Author: Olya Veramchuk, Director of Tax Solutions in Tax & Regulatory Affairs
“Sanctions Compliance Guidance for the Virtual Currency Industry” was published on October 15 by the Office of Foreign Assets Control (“OFAC”) of the US Department of the Treasury. OFAC, which generally administers and enforces economic and trade sanctions based on US foreign policy and national security goals, started focusing on the crypto asset industry with the intention to protect the US financial system from bad actors. The most recent sanctions were levied in 2021 on a Russian crypto exchange, which was found to facilitate ransomware transactions. In 2020, OFAC designated two Chinese nationals involved in a money-laundering scheme.
The key highlights from the most recent guidance include the following:
- U.S. persons, including members of the virtual currency industry, are responsible for ensuring they do not engage in unauthorized transactions or dealings with sanctioned persons or jurisdictions.
- A risk-based approach to sanctions compliance should be used as no one-size-fits-all solution exists. This means that “all companies in the virtual currency industry, including technology companies, exchanges, administrators, miners, and wallet providers, as well as more traditional financial institutions that may have exposure to virtual currencies or their service providers, are encouraged to develop, implement, and routinely update, a tailored, risk-based sanctions compliance program.”

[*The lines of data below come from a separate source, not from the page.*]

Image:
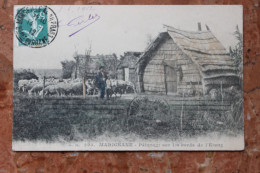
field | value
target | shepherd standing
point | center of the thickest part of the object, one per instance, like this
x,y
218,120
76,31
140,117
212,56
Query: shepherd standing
x,y
101,81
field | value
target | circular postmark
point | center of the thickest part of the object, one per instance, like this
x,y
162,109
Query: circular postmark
x,y
36,26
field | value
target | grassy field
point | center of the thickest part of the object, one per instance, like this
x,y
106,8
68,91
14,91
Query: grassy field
x,y
149,118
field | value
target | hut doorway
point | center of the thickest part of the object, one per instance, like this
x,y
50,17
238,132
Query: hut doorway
x,y
126,74
170,75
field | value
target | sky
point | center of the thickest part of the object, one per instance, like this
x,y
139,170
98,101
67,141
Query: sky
x,y
117,29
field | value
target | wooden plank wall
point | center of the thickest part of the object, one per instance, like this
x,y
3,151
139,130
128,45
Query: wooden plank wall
x,y
154,71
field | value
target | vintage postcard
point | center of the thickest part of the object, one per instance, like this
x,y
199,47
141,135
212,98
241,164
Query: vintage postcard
x,y
128,78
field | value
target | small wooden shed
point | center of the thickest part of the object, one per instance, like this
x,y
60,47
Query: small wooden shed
x,y
177,61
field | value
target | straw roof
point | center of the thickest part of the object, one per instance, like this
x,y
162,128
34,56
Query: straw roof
x,y
202,47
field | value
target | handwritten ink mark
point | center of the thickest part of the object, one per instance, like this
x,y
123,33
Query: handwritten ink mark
x,y
79,21
94,2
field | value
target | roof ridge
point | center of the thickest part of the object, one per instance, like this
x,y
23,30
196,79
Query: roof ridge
x,y
197,32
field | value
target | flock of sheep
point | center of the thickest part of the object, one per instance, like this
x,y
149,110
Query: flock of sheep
x,y
70,87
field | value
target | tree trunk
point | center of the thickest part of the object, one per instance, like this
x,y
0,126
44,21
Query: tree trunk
x,y
84,87
43,86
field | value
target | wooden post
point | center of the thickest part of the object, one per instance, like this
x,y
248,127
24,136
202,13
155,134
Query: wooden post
x,y
84,87
199,26
43,86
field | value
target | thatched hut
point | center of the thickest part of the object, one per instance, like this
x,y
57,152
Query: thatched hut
x,y
127,66
177,61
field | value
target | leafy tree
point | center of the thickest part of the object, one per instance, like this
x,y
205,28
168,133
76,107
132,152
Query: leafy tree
x,y
237,52
67,68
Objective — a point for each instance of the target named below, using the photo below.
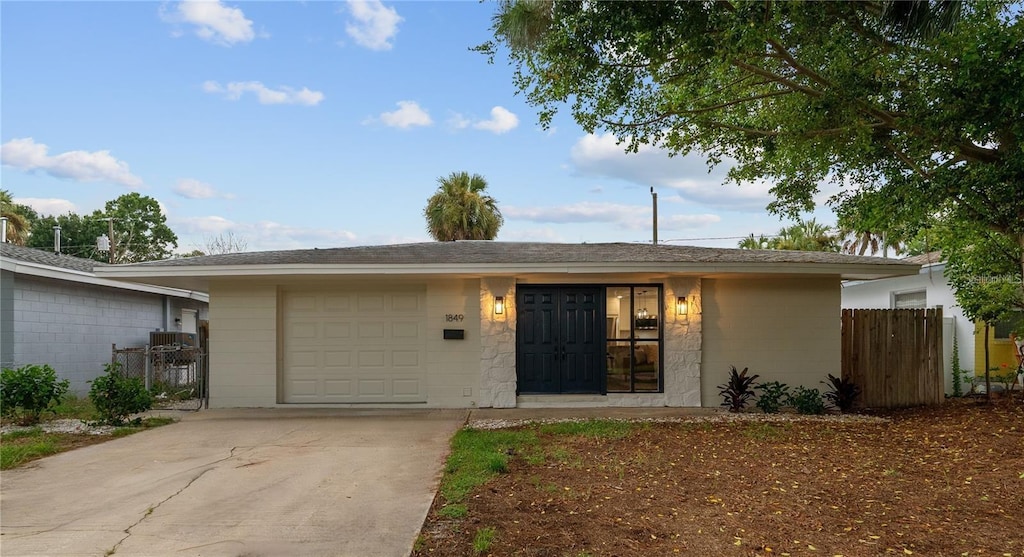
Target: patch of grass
(73, 406)
(483, 539)
(478, 456)
(763, 431)
(455, 510)
(22, 446)
(608, 429)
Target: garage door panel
(371, 303)
(406, 330)
(338, 358)
(366, 346)
(406, 303)
(406, 358)
(337, 330)
(334, 303)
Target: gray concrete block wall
(71, 326)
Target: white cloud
(48, 206)
(542, 233)
(600, 156)
(409, 114)
(265, 95)
(195, 189)
(214, 22)
(372, 25)
(630, 217)
(261, 236)
(501, 121)
(81, 166)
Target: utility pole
(111, 243)
(653, 196)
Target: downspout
(167, 312)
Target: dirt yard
(937, 481)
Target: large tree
(802, 93)
(140, 231)
(19, 218)
(807, 236)
(461, 210)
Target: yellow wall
(785, 330)
(1000, 352)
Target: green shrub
(806, 400)
(117, 396)
(843, 392)
(30, 390)
(738, 390)
(773, 396)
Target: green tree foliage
(807, 236)
(910, 116)
(19, 218)
(116, 396)
(461, 210)
(140, 231)
(28, 391)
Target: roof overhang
(58, 273)
(199, 277)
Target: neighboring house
(929, 288)
(54, 310)
(505, 325)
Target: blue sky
(320, 124)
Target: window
(634, 338)
(1005, 327)
(909, 300)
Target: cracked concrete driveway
(237, 482)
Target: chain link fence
(175, 374)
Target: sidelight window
(634, 338)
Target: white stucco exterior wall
(497, 357)
(243, 344)
(785, 330)
(453, 366)
(879, 295)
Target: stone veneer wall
(498, 379)
(681, 351)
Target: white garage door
(354, 346)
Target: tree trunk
(988, 374)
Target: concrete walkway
(237, 482)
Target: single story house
(55, 310)
(929, 288)
(505, 325)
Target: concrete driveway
(238, 483)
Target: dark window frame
(633, 340)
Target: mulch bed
(932, 481)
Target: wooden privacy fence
(895, 355)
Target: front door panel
(560, 340)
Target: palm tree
(17, 221)
(460, 210)
(755, 243)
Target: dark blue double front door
(560, 344)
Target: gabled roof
(33, 262)
(930, 258)
(480, 258)
(32, 255)
(486, 252)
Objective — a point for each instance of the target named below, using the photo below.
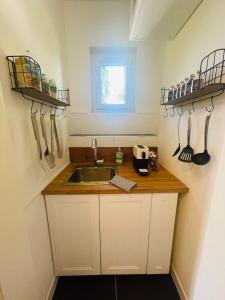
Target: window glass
(113, 84)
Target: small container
(178, 90)
(52, 88)
(183, 88)
(119, 156)
(198, 82)
(189, 86)
(153, 161)
(45, 84)
(175, 93)
(170, 94)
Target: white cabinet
(74, 230)
(163, 213)
(124, 228)
(128, 233)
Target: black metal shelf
(211, 77)
(35, 94)
(207, 92)
(26, 79)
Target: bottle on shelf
(119, 156)
(189, 86)
(174, 93)
(186, 82)
(183, 88)
(178, 90)
(170, 94)
(198, 82)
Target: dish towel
(122, 183)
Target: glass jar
(183, 87)
(189, 85)
(45, 84)
(170, 94)
(178, 90)
(198, 82)
(52, 88)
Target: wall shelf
(211, 77)
(26, 79)
(209, 91)
(35, 94)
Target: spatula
(178, 148)
(203, 158)
(187, 152)
(47, 154)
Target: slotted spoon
(187, 152)
(178, 148)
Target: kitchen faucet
(94, 146)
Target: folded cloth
(122, 183)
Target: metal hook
(32, 108)
(173, 113)
(193, 109)
(212, 106)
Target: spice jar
(45, 84)
(189, 85)
(170, 94)
(183, 86)
(52, 88)
(178, 90)
(198, 82)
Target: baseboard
(178, 284)
(52, 289)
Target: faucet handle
(100, 161)
(94, 142)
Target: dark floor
(123, 287)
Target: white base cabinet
(124, 229)
(74, 230)
(111, 234)
(163, 212)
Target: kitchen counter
(161, 181)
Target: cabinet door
(163, 213)
(124, 227)
(74, 230)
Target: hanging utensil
(59, 152)
(47, 154)
(187, 152)
(178, 148)
(204, 157)
(36, 132)
(52, 140)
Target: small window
(112, 79)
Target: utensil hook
(180, 113)
(212, 106)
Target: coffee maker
(141, 159)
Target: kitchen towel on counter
(122, 183)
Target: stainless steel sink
(91, 175)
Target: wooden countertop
(161, 181)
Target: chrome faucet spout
(94, 146)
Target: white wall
(201, 35)
(106, 23)
(26, 270)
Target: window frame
(111, 56)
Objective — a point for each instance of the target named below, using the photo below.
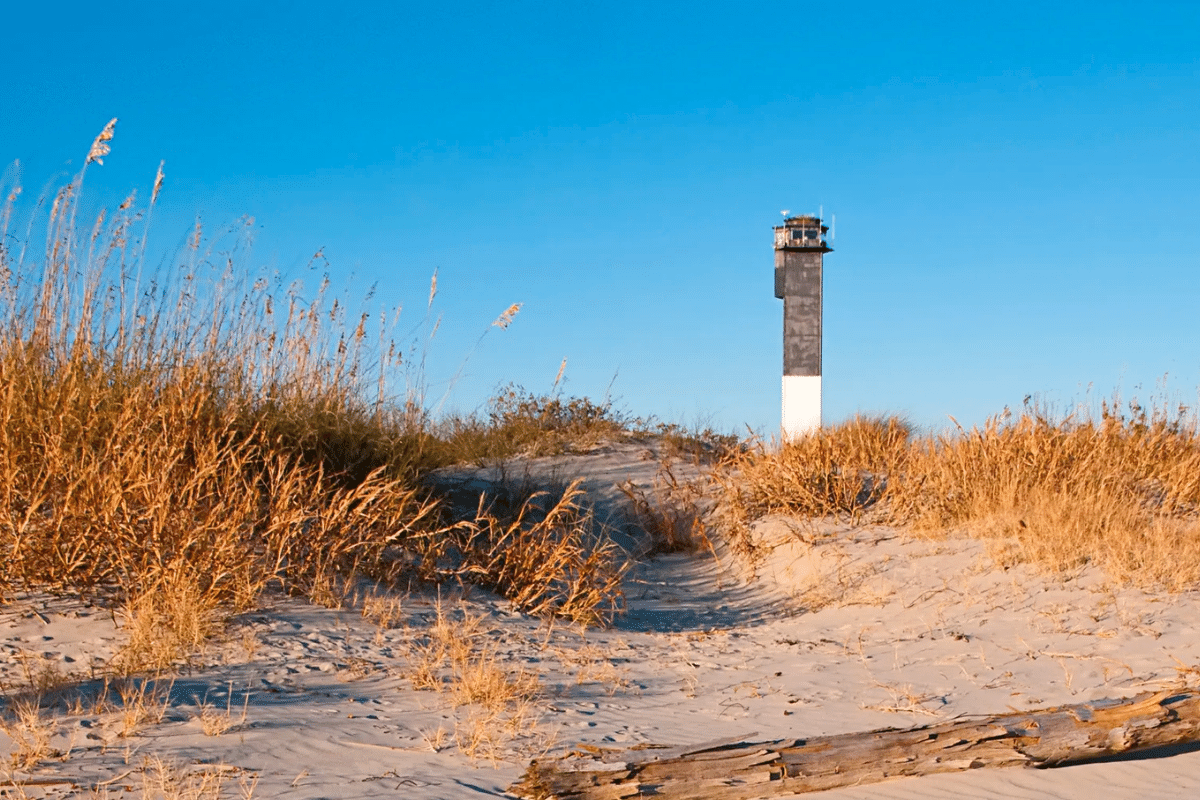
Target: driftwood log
(739, 770)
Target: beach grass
(1117, 488)
(183, 438)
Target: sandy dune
(841, 630)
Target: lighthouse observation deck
(802, 233)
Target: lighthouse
(799, 252)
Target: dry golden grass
(30, 731)
(672, 513)
(547, 555)
(498, 702)
(185, 439)
(1119, 489)
(837, 470)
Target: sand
(841, 630)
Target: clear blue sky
(1017, 186)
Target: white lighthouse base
(802, 405)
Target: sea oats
(100, 146)
(507, 318)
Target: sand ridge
(840, 629)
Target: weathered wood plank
(741, 770)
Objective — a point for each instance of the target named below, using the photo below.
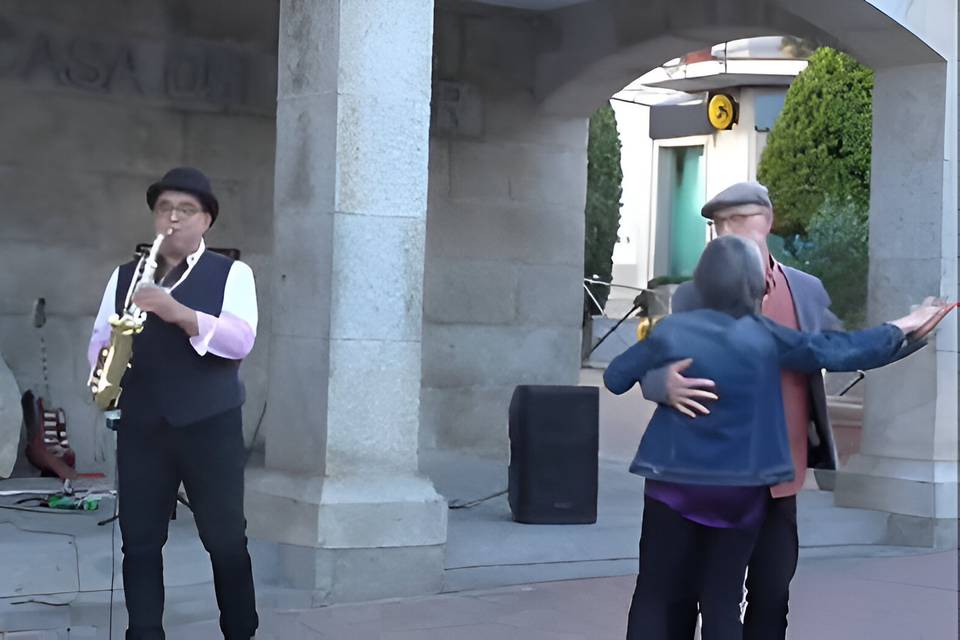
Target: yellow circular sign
(720, 111)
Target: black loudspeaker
(554, 442)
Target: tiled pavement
(886, 598)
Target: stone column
(908, 460)
(341, 494)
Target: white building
(674, 160)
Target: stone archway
(508, 139)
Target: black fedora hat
(187, 180)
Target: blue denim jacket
(743, 441)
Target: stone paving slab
(869, 598)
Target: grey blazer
(812, 303)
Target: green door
(688, 229)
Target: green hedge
(819, 148)
(604, 178)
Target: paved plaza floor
(503, 579)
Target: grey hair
(730, 276)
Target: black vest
(167, 379)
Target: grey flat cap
(736, 195)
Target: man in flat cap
(797, 300)
(180, 407)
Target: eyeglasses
(187, 211)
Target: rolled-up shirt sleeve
(100, 337)
(231, 334)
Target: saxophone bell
(114, 359)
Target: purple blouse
(712, 506)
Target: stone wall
(505, 224)
(100, 99)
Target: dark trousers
(208, 457)
(771, 568)
(682, 563)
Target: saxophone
(646, 325)
(114, 359)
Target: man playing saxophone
(180, 404)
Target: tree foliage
(604, 178)
(836, 250)
(819, 148)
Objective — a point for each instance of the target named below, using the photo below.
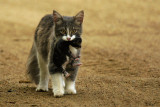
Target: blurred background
(120, 52)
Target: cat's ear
(79, 18)
(57, 18)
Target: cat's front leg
(44, 74)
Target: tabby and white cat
(40, 64)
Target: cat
(62, 53)
(40, 64)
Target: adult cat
(51, 29)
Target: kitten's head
(68, 28)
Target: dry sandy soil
(120, 54)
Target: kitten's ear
(57, 18)
(79, 18)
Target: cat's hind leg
(44, 74)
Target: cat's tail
(32, 66)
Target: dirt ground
(120, 54)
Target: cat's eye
(63, 31)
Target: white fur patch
(73, 50)
(65, 64)
(73, 37)
(44, 74)
(57, 84)
(70, 87)
(64, 38)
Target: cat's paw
(70, 91)
(41, 88)
(58, 93)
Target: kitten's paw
(58, 93)
(70, 91)
(41, 89)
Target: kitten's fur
(62, 54)
(40, 64)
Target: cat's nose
(68, 38)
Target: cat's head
(68, 28)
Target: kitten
(63, 54)
(40, 64)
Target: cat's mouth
(68, 38)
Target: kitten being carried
(54, 35)
(63, 54)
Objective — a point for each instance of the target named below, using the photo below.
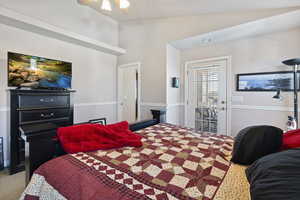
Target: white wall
(69, 15)
(257, 54)
(175, 108)
(94, 73)
(145, 42)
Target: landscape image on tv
(33, 71)
(266, 81)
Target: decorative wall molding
(95, 104)
(5, 109)
(15, 19)
(266, 108)
(161, 104)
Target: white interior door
(207, 97)
(129, 92)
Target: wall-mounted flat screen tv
(37, 72)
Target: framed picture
(101, 121)
(266, 81)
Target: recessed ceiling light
(106, 5)
(124, 4)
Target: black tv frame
(50, 88)
(263, 73)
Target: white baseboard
(266, 108)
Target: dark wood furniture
(45, 148)
(34, 116)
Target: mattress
(173, 163)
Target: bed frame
(49, 147)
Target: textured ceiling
(151, 9)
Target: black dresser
(34, 116)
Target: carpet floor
(11, 187)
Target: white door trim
(229, 86)
(138, 64)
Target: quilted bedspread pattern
(173, 163)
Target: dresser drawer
(34, 116)
(40, 101)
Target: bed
(173, 163)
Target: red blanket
(92, 137)
(291, 139)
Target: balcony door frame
(228, 92)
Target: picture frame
(101, 121)
(265, 81)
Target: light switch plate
(237, 99)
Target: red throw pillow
(291, 139)
(92, 137)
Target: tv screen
(33, 71)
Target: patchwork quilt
(173, 163)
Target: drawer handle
(45, 100)
(47, 115)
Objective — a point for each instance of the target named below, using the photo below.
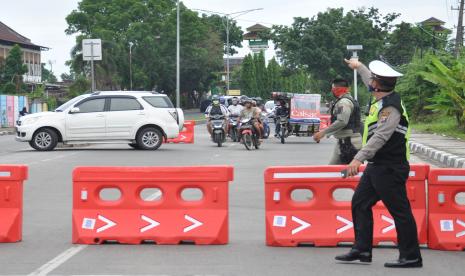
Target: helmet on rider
(222, 100)
(215, 100)
(247, 102)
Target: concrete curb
(445, 158)
(6, 132)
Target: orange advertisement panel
(305, 106)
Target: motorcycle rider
(216, 108)
(234, 109)
(281, 110)
(345, 124)
(258, 110)
(251, 112)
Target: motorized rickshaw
(303, 118)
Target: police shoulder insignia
(384, 115)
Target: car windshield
(160, 102)
(69, 103)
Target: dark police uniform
(386, 150)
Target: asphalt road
(46, 246)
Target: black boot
(404, 263)
(355, 255)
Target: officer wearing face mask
(385, 147)
(345, 124)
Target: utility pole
(130, 65)
(178, 85)
(459, 37)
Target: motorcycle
(284, 131)
(233, 131)
(266, 125)
(218, 124)
(249, 135)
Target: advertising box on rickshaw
(303, 119)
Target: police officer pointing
(345, 124)
(385, 148)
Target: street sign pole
(92, 51)
(354, 49)
(227, 55)
(354, 55)
(92, 66)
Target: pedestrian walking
(345, 124)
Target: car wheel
(134, 145)
(149, 138)
(44, 140)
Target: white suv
(141, 119)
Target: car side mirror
(74, 110)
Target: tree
(417, 93)
(150, 25)
(260, 74)
(449, 79)
(13, 70)
(218, 24)
(80, 86)
(67, 77)
(274, 76)
(248, 78)
(318, 45)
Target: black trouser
(385, 183)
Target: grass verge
(439, 125)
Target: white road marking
(58, 260)
(303, 225)
(152, 223)
(195, 224)
(348, 224)
(390, 227)
(109, 224)
(70, 252)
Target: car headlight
(29, 121)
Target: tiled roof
(8, 34)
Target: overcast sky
(45, 23)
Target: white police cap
(381, 69)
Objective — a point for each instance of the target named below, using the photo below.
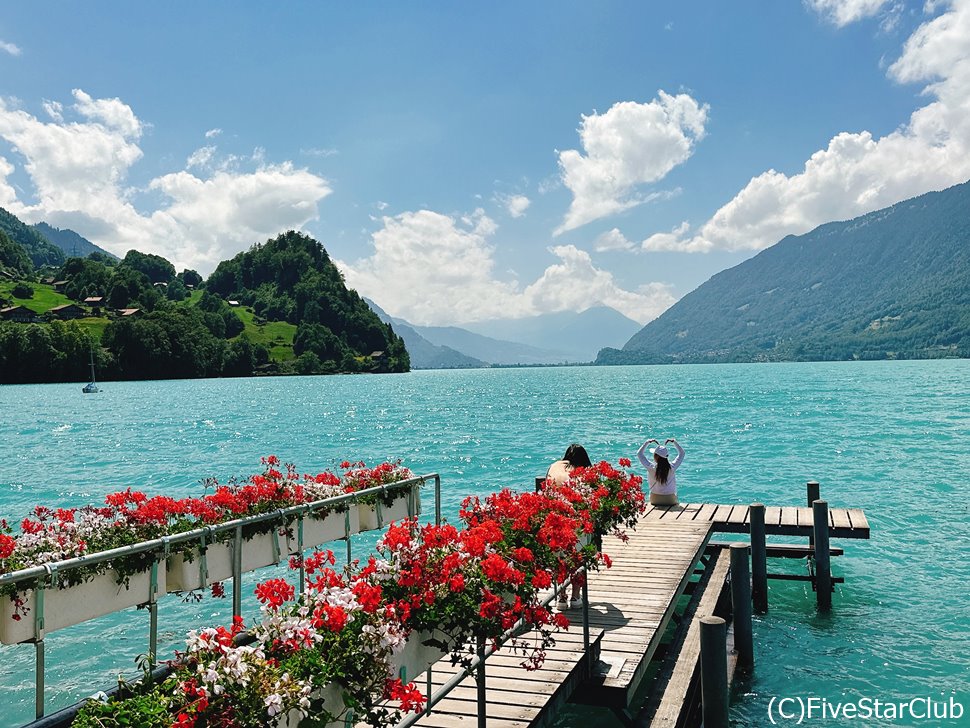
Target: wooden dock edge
(679, 702)
(580, 674)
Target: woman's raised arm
(642, 457)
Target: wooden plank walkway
(631, 603)
(682, 684)
(779, 521)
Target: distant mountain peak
(894, 283)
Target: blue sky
(466, 162)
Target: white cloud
(857, 172)
(55, 110)
(114, 114)
(10, 48)
(79, 168)
(515, 205)
(629, 145)
(201, 158)
(319, 152)
(612, 240)
(667, 241)
(435, 269)
(843, 12)
(574, 284)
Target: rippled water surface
(890, 437)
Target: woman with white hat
(660, 471)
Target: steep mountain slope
(575, 336)
(39, 248)
(486, 348)
(891, 284)
(70, 242)
(292, 278)
(13, 257)
(424, 354)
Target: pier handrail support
(741, 605)
(44, 574)
(714, 687)
(34, 572)
(823, 562)
(759, 558)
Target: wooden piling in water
(812, 490)
(741, 605)
(714, 689)
(759, 558)
(823, 562)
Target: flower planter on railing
(75, 604)
(416, 657)
(397, 511)
(188, 571)
(316, 530)
(333, 703)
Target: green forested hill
(291, 278)
(152, 323)
(13, 257)
(39, 248)
(891, 284)
(70, 242)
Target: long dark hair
(576, 456)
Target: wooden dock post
(480, 684)
(741, 605)
(759, 558)
(823, 561)
(812, 489)
(714, 692)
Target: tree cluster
(291, 278)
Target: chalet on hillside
(68, 311)
(18, 314)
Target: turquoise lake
(890, 437)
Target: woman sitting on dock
(560, 472)
(660, 472)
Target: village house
(18, 314)
(68, 311)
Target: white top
(560, 471)
(670, 487)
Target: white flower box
(397, 511)
(79, 603)
(185, 575)
(333, 702)
(316, 531)
(416, 657)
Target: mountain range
(556, 338)
(891, 284)
(72, 244)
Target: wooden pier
(779, 521)
(669, 560)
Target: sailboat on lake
(92, 386)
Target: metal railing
(40, 578)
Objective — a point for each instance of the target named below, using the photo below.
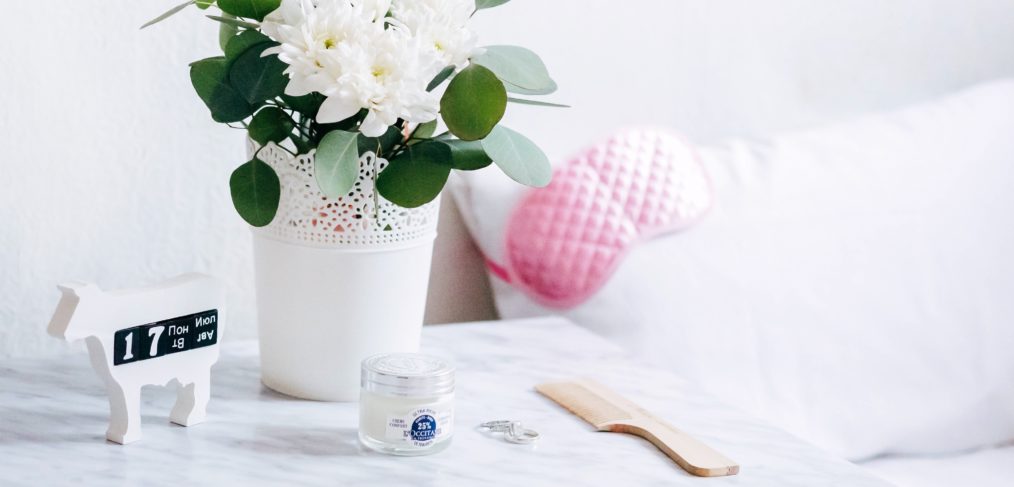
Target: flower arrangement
(346, 77)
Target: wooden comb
(608, 411)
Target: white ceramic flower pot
(337, 281)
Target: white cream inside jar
(407, 404)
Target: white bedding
(853, 284)
(983, 468)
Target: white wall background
(113, 171)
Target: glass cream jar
(407, 404)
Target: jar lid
(408, 374)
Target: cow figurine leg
(125, 413)
(192, 401)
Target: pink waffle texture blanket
(563, 241)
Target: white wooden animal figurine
(157, 335)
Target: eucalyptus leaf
(483, 4)
(271, 124)
(467, 155)
(518, 157)
(417, 176)
(336, 165)
(440, 77)
(245, 41)
(210, 79)
(474, 103)
(231, 20)
(306, 105)
(168, 13)
(517, 66)
(256, 9)
(256, 192)
(258, 77)
(535, 102)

- OFAC recommends that cryptocurrency companies can strengthen their internal controls by incorporating geolocation tools and IP address blocking controls, including VPN usage, “to identify and prevent IP addresses that originate in sanctioned jurisdictions from accessing a company’s website and services for activity that is prohibited by OFAC’s regulations.”
- Thorough KYC procedures should be applied “during onboarding and throughout the lifecycle of the customer relationship and use such information to conduct due diligence sufficient to mitigate potential sanctions-related risk.” Additional due diligence is recommended for high-risk customers, including leveraging the information collected in adherence with existing anti-money laundering obligations.
- Training of staff as well as regular testing and auditing of the existing procedures is highly recommended.